Once the epoxy had cured the final task was to jack up the deck very slightly, shorten the support post and put back in place. This took some careful measuring and a steady hand with the saw. I rebuilt some of the headlining support around the post and then it was time to clean up and remove the dust. From the deck the mast step fitting now looks straight again and is no longer rubbing away at the mast heel. Nearly all of the depression in the mast step area has been removed except directly under the mast step fitting which is permanently bowed. When the mast is next stepped I will install a new mast step and flatten this area.

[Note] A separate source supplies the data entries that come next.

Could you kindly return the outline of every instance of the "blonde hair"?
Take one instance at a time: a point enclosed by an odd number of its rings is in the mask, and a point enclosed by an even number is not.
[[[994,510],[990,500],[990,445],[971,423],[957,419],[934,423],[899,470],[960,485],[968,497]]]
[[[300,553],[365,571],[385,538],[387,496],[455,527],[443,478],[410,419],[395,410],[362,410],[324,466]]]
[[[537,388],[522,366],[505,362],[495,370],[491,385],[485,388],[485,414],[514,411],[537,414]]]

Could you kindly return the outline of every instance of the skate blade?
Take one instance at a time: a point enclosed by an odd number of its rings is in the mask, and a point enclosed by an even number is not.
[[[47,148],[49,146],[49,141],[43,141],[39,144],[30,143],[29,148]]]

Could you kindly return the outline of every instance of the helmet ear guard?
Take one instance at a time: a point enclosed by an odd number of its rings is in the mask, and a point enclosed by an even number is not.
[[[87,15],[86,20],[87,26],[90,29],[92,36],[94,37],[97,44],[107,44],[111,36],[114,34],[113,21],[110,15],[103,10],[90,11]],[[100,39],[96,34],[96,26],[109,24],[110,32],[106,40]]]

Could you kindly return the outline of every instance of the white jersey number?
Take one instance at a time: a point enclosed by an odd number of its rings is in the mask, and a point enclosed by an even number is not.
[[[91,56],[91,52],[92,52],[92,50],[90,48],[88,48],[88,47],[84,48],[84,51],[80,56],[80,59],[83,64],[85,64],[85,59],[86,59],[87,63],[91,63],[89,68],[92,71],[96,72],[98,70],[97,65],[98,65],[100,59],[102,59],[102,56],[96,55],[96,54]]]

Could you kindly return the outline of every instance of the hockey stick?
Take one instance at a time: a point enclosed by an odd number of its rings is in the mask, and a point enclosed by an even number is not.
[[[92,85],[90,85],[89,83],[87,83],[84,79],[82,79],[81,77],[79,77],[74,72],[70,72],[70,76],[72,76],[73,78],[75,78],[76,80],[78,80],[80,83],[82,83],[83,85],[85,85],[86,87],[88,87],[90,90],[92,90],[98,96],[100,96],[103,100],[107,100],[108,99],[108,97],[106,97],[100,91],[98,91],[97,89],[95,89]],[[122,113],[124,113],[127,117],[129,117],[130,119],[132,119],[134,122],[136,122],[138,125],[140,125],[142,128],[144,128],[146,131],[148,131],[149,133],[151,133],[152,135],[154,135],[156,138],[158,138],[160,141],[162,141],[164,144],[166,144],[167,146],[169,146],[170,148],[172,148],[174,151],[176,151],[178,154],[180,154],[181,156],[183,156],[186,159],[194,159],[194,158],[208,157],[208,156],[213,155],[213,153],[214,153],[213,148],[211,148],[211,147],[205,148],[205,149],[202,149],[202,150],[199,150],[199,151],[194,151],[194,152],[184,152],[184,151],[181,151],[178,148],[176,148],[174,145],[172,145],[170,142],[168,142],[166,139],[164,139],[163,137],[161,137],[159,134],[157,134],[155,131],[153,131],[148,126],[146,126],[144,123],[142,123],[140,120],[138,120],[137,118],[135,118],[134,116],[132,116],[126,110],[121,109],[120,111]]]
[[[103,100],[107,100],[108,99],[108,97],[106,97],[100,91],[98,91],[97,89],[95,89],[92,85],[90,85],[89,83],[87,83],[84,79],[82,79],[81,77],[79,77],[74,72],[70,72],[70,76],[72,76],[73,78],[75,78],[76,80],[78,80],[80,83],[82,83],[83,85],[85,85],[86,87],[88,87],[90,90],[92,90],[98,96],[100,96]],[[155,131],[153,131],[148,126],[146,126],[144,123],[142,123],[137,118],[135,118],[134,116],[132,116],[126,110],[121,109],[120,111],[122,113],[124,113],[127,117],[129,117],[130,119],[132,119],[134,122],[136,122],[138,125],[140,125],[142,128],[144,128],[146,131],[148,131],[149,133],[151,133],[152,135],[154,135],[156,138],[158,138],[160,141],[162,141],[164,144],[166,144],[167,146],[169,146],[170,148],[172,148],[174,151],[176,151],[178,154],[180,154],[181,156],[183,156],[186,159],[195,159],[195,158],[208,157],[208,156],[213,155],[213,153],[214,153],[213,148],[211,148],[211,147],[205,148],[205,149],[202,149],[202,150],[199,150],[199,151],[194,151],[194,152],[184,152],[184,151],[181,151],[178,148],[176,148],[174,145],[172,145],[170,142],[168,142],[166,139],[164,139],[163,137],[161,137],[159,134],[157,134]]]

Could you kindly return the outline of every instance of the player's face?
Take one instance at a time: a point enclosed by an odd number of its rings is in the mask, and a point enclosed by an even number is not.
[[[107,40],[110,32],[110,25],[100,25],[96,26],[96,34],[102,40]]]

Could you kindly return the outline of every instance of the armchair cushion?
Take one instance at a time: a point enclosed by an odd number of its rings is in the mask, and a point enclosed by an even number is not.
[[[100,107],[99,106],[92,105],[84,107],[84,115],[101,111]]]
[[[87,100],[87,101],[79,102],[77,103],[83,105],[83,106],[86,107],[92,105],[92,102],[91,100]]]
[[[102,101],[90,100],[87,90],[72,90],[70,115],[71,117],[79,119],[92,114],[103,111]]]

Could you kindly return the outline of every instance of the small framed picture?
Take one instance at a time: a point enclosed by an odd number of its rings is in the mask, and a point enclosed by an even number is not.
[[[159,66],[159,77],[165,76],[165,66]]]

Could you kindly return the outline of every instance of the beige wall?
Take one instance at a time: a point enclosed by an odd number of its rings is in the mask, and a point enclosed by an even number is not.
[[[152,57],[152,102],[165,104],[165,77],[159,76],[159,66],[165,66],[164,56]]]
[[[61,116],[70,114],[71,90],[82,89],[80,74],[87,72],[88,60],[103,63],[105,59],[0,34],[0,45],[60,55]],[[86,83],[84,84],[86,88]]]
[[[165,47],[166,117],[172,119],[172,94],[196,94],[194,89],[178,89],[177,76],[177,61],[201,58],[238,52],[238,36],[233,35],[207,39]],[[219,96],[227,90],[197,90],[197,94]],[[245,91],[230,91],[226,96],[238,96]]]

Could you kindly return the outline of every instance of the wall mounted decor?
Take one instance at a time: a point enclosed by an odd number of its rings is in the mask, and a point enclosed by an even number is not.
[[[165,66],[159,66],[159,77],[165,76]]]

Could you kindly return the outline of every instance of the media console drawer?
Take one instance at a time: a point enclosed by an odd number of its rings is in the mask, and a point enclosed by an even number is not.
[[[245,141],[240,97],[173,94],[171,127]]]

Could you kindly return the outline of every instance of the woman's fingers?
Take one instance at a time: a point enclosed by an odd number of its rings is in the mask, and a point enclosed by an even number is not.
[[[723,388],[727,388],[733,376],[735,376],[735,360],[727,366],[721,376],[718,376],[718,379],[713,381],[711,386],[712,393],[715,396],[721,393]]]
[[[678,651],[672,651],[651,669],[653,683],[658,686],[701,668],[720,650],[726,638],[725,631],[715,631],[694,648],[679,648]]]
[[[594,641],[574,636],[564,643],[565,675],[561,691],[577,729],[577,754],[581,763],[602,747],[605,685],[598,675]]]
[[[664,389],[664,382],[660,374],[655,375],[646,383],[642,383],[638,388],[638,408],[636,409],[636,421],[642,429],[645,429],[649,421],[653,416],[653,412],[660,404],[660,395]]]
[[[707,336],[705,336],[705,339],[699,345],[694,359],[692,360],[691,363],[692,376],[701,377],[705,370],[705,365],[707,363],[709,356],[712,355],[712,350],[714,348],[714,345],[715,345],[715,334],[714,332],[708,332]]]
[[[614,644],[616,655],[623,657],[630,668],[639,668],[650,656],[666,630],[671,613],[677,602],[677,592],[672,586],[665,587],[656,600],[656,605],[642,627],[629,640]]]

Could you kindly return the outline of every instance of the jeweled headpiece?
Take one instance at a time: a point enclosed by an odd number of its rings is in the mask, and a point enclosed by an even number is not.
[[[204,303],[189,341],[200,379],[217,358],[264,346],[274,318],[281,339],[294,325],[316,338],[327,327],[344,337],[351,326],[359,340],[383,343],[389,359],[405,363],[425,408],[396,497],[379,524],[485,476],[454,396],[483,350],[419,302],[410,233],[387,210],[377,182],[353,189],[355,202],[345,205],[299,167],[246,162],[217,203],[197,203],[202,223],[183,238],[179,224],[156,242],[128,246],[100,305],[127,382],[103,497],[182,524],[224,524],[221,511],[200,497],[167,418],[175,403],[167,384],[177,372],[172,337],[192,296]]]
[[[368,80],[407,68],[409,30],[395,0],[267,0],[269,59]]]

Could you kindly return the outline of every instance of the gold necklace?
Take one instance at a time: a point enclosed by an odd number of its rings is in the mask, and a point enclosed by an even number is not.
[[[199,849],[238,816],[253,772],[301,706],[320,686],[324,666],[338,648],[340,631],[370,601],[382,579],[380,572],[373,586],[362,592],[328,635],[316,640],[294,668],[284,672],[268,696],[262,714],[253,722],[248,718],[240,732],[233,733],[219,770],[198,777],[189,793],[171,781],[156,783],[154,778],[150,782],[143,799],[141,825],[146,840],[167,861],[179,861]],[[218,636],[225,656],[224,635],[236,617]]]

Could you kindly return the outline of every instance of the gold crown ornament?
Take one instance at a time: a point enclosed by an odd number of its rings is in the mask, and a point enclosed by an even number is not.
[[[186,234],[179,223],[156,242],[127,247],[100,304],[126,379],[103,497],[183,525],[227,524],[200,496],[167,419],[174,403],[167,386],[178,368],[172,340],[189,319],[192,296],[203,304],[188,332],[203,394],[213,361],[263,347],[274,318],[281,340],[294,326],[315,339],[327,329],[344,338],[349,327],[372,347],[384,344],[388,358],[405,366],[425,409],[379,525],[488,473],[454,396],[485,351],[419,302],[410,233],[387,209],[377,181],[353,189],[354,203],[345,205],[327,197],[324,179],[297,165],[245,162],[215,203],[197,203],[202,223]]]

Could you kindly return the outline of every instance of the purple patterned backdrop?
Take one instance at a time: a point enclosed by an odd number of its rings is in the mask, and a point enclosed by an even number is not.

Fathom spick and span again I was all ready to depart Raiatea for Bora Bora on the 14th when I noticed a broken strand at the top of the forestay while doing a rig check. Very very thankful I discovered this as I could have got in a spot of bother on the way to New Zealand otherwise. With the help of friends Robin and Fiona from ‘Monarch’ the forestay was detached and taken ashore inside the foil of the furling gear. The stainless screws in the aluminium foil were completely seized so it was not possible to take the foil apart and separate from the forestay. I got in contact with a rigger in Tahiti who was able to make up a new forestay, supply a swageless terminal and deliver here to the carenage in Raiatea by plane. The new wire had to be spliced to the old one and pushed through the foil. A norseman swageless terminal was then fixed to the top end. It took quite a while to get everything back installed, thanks again to Robin and Fiona for their help. Touch wood Fathom is now back in commission and ready to get some more miles under her keel.
The plan is to sail to Bora Bora tomorrow for a shakedown sail and there I will begin the process of checking out of French Polynesia on Monday. Weather permitting I hope to stop at Aitataki, Palmerston and Niue in the Cook Islands en-route to Tonga.